I am often asked to explain complex technical concepts to people who are not technical. These people are often experts in their own field and are either generally curious as to the subject matter or require a non-technical grasp of the subject matter for decision making purposes.
This article is aimed at non-technical people to assist in basic understanding of machine learning and provide insight into the process. Data scientists may argue some of the points or analogies I make, of feel that some parts are over simplified.
I always find the best way to explain any subject is through an analogy, woven into a story for the more complex subjects. We build toward an understanding of the subject matter through an exploration of material the student already knows.
And we can apply this same concept to AI (or machine learning).
Before we get into the nuts and bolts of the topic, let us first take a simple analogy and work from there. If I were to program a robotic arm to make a cup of tea using conventional programming languages the task would be tedious and time consuming. Now, imagine explaining to a five year old the same task. You would begin by saying “Take a tea cup from the cupboard and place it next to the kettle. Put some water in the kettle and turn it on. When it is boiling, turn it off and pour some water into the tea cup.” The five year old may well succeed at this task, but when you analyse what you have instructed, you will realize the enormous amount of information the child had at her disposal that you did not need to explain. What is a tea cup? Where are they kept? What is water? How do I get water into the kettle? This is all domain knowledge the child has accumulated over a few years. Procedural programming languages cannot learn. The child has learned each step through trial and error over many attempts, and is able to build a new cohesive solution from these partial skills.
Taking one step closer to machine learning from the above analogy, show the child a photo of a common animal (dog,cat,horse etc) and ask what animal it is. You would likely be disappointed if they could not. But how does a child perform this feat? How do they know, instinctively, what animal it is? It could be a dog breed they have never before encountered, and yet most five year olds would recognise it immediately. What is it about a photo of a dog that says “this is a dog”? We humans just “know” things like “if it has big floppy ears it is more likely to be a dog than a cat” and we take all these “known” facts and add it up instantly in our brain and say “dog!”. We have been able to take partial information segments and cohesively build it into one coherent result. These partial pieces of information is our first concept. In machine learning the “partial pieces of information that allow us to decide on an answer” are called features.
Machines learn through a process of identifying which features are most important to a problem area and using those learned importances to make decisions. Going back to the previous example of animal identification, a feature such as “has a head” is easily dismissed by humans. ALL animals have a head (at least those that are alive!).
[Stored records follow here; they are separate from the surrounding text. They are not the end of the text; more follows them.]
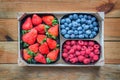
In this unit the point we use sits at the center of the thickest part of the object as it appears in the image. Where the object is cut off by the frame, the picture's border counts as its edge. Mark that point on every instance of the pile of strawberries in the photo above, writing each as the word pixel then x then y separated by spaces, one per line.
pixel 81 51
pixel 39 37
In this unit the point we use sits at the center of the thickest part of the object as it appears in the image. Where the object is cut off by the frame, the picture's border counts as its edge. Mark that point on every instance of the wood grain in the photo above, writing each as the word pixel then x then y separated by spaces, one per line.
pixel 9 51
pixel 55 5
pixel 10 27
pixel 14 72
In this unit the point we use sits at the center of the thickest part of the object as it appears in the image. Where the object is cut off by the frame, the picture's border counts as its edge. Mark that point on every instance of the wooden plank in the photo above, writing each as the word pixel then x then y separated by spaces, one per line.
pixel 9 51
pixel 54 5
pixel 14 72
pixel 9 27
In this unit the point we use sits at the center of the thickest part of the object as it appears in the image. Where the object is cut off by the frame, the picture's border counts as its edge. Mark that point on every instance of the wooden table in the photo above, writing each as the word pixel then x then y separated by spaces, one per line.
pixel 9 70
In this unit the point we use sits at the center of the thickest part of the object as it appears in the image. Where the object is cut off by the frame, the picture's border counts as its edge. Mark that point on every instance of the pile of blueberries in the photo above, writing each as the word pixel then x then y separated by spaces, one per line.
pixel 79 26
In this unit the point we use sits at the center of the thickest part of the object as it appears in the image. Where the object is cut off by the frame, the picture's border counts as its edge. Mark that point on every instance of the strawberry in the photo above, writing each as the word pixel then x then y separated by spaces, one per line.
pixel 41 38
pixel 34 47
pixel 36 19
pixel 44 48
pixel 26 56
pixel 49 20
pixel 30 37
pixel 40 58
pixel 53 32
pixel 27 25
pixel 51 43
pixel 41 28
pixel 52 56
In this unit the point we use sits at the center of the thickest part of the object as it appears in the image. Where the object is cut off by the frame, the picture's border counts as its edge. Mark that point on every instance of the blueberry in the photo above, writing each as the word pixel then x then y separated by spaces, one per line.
pixel 95 23
pixel 80 16
pixel 70 32
pixel 62 21
pixel 81 36
pixel 75 32
pixel 75 16
pixel 88 32
pixel 78 20
pixel 93 19
pixel 89 21
pixel 72 36
pixel 95 28
pixel 83 20
pixel 66 24
pixel 79 28
pixel 71 17
pixel 67 28
pixel 68 20
pixel 80 32
pixel 62 26
pixel 63 31
pixel 66 35
pixel 86 27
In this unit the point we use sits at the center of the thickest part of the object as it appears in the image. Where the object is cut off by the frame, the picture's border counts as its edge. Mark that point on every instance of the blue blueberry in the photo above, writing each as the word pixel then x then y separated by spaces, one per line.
pixel 62 26
pixel 62 21
pixel 86 27
pixel 93 19
pixel 95 23
pixel 83 20
pixel 68 20
pixel 70 16
pixel 72 36
pixel 70 32
pixel 80 16
pixel 95 28
pixel 75 32
pixel 79 28
pixel 66 35
pixel 63 31
pixel 81 36
pixel 88 32
pixel 75 16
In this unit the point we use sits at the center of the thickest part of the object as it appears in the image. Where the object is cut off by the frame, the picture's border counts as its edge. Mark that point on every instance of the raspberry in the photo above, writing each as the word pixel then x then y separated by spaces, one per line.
pixel 86 61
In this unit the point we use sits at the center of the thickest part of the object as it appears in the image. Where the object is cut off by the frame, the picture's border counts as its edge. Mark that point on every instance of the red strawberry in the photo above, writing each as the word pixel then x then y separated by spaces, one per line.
pixel 34 47
pixel 51 43
pixel 30 37
pixel 53 32
pixel 40 58
pixel 26 56
pixel 44 48
pixel 52 56
pixel 41 28
pixel 36 19
pixel 41 38
pixel 27 25
pixel 49 20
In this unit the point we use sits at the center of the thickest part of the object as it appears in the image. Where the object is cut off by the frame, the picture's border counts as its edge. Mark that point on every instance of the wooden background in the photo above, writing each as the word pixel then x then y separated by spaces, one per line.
pixel 9 70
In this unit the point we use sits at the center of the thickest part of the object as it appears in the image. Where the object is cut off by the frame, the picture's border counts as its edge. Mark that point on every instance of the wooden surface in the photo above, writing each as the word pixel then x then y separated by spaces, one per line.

But do they? A starfish does not – but we would still recognise it! If you have ever played “20 questions” you will understand that asking certain questions up front can lead you to a smaller subset of possibilities quickly, but can also cause you to go down the wrong track from the start. “Does it fly” is such a question. If the answer is “No” then we eliminate all birds and start thinking of land or sea animals. But the answer may have been “Ostrich”.
The machine learning algorithm has to decide on which features are most important and for what outcome. These “decisions” are called weights. Different combinations of features can be learned together and these sets would have individual weights. This allows us to overcome the “does it fly/ostrich” type of problems. “Does it fly and not stand 1.4m tall” for example.
Within the structure of a machine learning system we have a number of decision making nodes called neurons. For the sake of simplicity we will only have one layer of neurons for our discussion, and in a future article we will add more. Each neuron is fed information about the problem domain (so each neuron gets access to all the features). Each neuron then determines the importance of the features it has been given and provides information to the output (the part that guesses the answer). If the neuron contributed to the correct answer, that is its “instinct” was correct, it is rewarded through a reinforcement process that strengthens its decision, and if it is wrong it is told to try something else next time. and this repeats for all the neurons. Once it has worked through one game of “20 questions” or “Guess the animal” it is given a second turn, and the process repeats. And it will repeat for every example we have. These examples are called samples.
And we can rerun the full set of samples multiple times (these reruns are called epochs, but we need not worry about that for now).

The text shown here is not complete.